O jornalista angolano Israel Campos considera haver “realmente” uma dificuldade muito grande de se lidar com a questão da educação e até na formação da consciência nova, acreditando haver, ainda nesse contexto, “um céu cinzento difícil de ser lido ou interpretado”.

O também escritor, que terminou há pouco a turné do seu romance “E o Céu Mudou de Cor” por Luanda, vem de uma família que tem paixão pela literatura, cujo pai teve sempre uma biblioteca em casa, sempre houve livros e foi durante essa altura que aproveitou massificar esse gosto pela literatura e sempre foi lendo livros de vários autores, até os que eram tidos como de adultos, afirmou que há sempre uma tentativa na sociedade de se afastar as crianças do mundo real, dizendo que há coisas de adultos e há coisas de crianças, afastar as crianças do mundo real da política, da sociedade e pensar na frase “Xé menino, não fala política!”, pois entende que as questões políticas do país afectam todo mundo de forma transversal.
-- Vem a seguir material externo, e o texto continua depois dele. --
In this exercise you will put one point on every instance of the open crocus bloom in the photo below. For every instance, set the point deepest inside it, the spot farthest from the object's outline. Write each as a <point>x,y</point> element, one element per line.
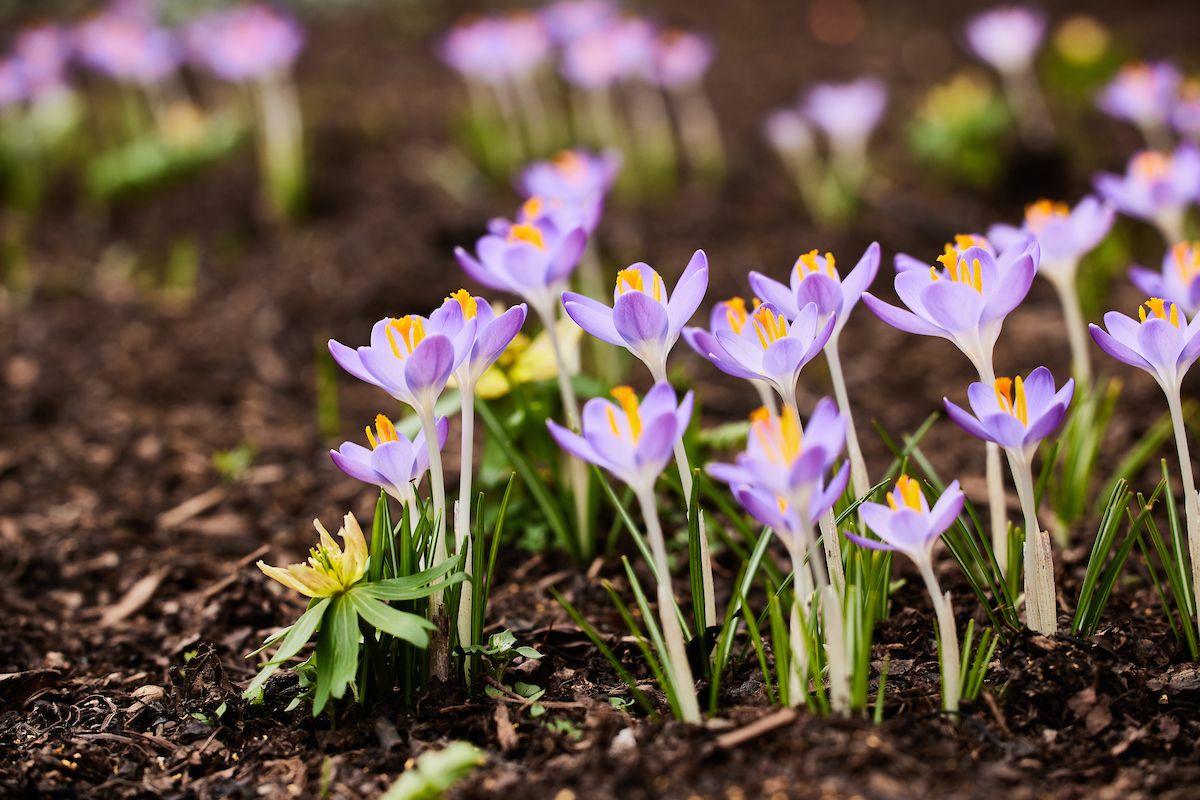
<point>964,301</point>
<point>330,569</point>
<point>790,463</point>
<point>393,463</point>
<point>409,358</point>
<point>531,259</point>
<point>1063,234</point>
<point>906,523</point>
<point>1013,413</point>
<point>847,113</point>
<point>1143,94</point>
<point>1007,38</point>
<point>1177,282</point>
<point>643,317</point>
<point>815,278</point>
<point>631,439</point>
<point>493,332</point>
<point>1157,187</point>
<point>1162,341</point>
“É claro que são os adultos as pessoas com responsabilidade, que têm de lidar com esse problema, mas uma criança ou um adolescente é igualmente impactado por uma crise económica. Há um impacto criado na vida daquela criança, então eu advogo que é preciso falar do país, falar os problemas do país para as crianças, para os jovens, desde muito cedo incentivá-los a falarem, a serem participes”, ressaltou Israel, que falava em entrevista ao Taça Cheia, programa conduzido pelo também jornalista Sebastião Vemba, na Rádio Essencial, continuando que “há uma iniciativa do Ministério das Finanças que é ter o OGE participativo, onde as pessoas nas comunidades possam contribuir para o Orçamento do Estado” e sua ideia sobre isso é que não se criam as pessoas participativas quando elas são adulta, havendo a necessidade de se fazer uma consciencialização a partir de uma idade mais nova.
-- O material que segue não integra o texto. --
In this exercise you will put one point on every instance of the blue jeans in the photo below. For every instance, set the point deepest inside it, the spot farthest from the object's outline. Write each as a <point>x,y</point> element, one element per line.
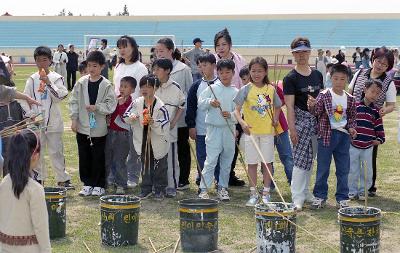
<point>339,148</point>
<point>201,156</point>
Muito novo, iniciou-se como radialista e pivô do programa infantil Kaluanda Pió, da Rádio Nacional de Angola. Os livros sempre estiveram presentes durante a sua infância, sobretudo durante a sua carreira, que foi aos 12, 13 anos, onde começou a entender o poder que eles tinham e costumava levar os temas para os seus ouvintes, que não eram não só os kandengues, mas haviam pais nostálgicos, dos anos 80, 90, uma altura em que se produziu muita literatura infantil, sendo que a ideia era ler muitos livros e arquivos para haver conteúdos para o programa. Essa fase, considera o convidado, foi muito importante para o seu crescimento.

Mas como afirmou anteriormente, o processo de consciencialização deve ser feito a partir de tenra idade. “Defendo que nós falemos o país para todos. Claro que as linguagens vão ser diferentes, mas eu defendo essa democratização, esse acesso generalizado da informação do país. Vamos falar sobre economia, vamos criar uma situação, um contexto em que os jovens se sintam bem em participar e não se sintam inibidos”, exortou.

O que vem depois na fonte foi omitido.